O complexo projetado de 12.000 hectares fica na ensolarada região do Território do Norte e é apoiado pelo magnata australiano do setor de tecnologia e ativista ambiental Mike Cannon-Brookes.
A central terá uma capacidade instalada de quatro gigawatts por hora destinados ao uso doméstico e outros dois para venda a Singapura.
O complexo terá baterias que permitirão armazenar quase 40 gigawatts.
O CEO da SunCable na Austrália, Cameron Garnsworthy, afirmou que a aprovação é um "marco na trajetória do projeto".

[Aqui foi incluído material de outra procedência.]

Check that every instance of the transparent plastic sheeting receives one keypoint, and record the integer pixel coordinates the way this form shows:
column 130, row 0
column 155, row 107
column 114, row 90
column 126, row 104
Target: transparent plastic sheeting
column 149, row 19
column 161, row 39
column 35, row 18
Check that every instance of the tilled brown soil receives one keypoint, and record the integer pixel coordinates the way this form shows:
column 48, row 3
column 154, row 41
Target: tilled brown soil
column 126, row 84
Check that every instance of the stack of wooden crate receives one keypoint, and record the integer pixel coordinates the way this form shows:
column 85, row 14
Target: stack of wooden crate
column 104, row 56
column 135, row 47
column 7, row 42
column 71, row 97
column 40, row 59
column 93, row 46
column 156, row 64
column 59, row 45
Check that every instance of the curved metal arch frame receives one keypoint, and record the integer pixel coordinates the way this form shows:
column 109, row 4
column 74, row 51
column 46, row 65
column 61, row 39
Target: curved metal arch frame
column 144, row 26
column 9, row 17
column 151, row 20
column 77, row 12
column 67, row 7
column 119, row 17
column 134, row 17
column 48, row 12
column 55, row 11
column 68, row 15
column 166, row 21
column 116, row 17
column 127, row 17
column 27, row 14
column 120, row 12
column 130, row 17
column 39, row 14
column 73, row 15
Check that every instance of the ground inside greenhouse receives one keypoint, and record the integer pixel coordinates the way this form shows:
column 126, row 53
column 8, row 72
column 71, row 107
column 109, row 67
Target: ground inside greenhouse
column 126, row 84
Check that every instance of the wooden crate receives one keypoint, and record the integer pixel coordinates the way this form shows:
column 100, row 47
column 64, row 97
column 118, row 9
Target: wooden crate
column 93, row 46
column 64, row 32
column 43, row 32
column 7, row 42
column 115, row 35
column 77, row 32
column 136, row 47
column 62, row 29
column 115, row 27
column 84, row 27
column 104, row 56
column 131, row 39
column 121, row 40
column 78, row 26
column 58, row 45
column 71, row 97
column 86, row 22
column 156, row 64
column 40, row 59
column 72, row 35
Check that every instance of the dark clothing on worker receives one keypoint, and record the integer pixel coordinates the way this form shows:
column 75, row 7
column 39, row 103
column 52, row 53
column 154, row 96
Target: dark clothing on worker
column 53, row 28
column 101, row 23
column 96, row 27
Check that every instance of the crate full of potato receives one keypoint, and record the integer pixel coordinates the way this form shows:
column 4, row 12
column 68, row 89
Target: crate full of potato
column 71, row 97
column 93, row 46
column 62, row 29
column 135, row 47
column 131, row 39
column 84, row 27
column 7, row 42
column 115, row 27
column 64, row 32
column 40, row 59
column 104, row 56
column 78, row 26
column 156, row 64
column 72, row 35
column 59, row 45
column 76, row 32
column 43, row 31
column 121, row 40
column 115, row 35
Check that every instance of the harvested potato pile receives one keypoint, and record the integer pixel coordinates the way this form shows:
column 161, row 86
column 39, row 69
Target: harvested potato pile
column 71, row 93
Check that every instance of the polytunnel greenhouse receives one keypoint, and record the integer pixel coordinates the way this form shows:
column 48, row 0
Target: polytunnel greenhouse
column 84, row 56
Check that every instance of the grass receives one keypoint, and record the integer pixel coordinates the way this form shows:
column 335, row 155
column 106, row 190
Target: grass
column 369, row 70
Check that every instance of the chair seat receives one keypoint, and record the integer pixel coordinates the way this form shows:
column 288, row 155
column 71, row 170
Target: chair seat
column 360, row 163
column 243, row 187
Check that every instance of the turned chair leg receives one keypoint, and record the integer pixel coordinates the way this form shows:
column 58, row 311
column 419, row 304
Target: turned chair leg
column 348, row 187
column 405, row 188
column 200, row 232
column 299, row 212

O projeto, no entanto, ainda precisa de outras autorizações, incluindo as licenças da autoridade do mercado energético de Singapura, do governo da Indonésia e das comunidades aborígenes australianas.
"A SunCable se concentrará na próxima etapa de planejamento para fazer o projeto avançar em direção a uma decisão final de investimento, prevista para 2027", disse Garnsworthy.
- Potência em energias limpas -
A Austrália é atualmente um dos principais países exportadores de gás e carvão e seus últimos governos não haviam mostrado entusiasmo com a transição para fontes de energia renováveis.
Porém, a conscientização ecológica aumentou no país, que enfrenta as graves consequências da mudança climática com ondas de calor intensas, grandes incêndios e inundações.
Muitos países tentam desenvolver projetos de energia solar para acelerar a transição dos combustíveis fósseis para fontes renováveis.
A China lidera os esforços e está construindo o dobro da capacidade de centrais solares e eólicas do que todos os outros países juntos.
Na Austrália, as energias renováveis geraram 32% da eletricidade em 2022, muito abaixo dos 47% do carvão, segundo os dados mais recentes do governo.
A ministra Plibersek elogiou o projeto da SunCable como uma forma de aumentar a participação das energias renováveis e, ao mesmo tempo, criar "14.300 novos empregos no norte da Austrália".
Ken Baldwin, diretor do Instituto de Mudança Energética da Universidade Nacional Australiana, afirmou que o projeto é inovador porque contempla a exportação de energia renovável em larga escala.
"A Austrália tem os melhores recursos solares e eólicos de qualquer país e, como resultado, está construindo centrais solares e eólicas a um ritmo mais acelerado que outros países", disse Baldwin à AFP.
Mas ele destaca que o impulso deve prosseguir se o país pretende alcançar a meta de neutralidade de carbono até 2050.
A diretora do Conselho Climático, Amanda McKenzie, disse que o novo centro de energia solar é um passo importante para transformar a Austrália em "uma potência da energia limpa" e que será crucial para "fornecer energia de baixo custo que reduza a poluição climática".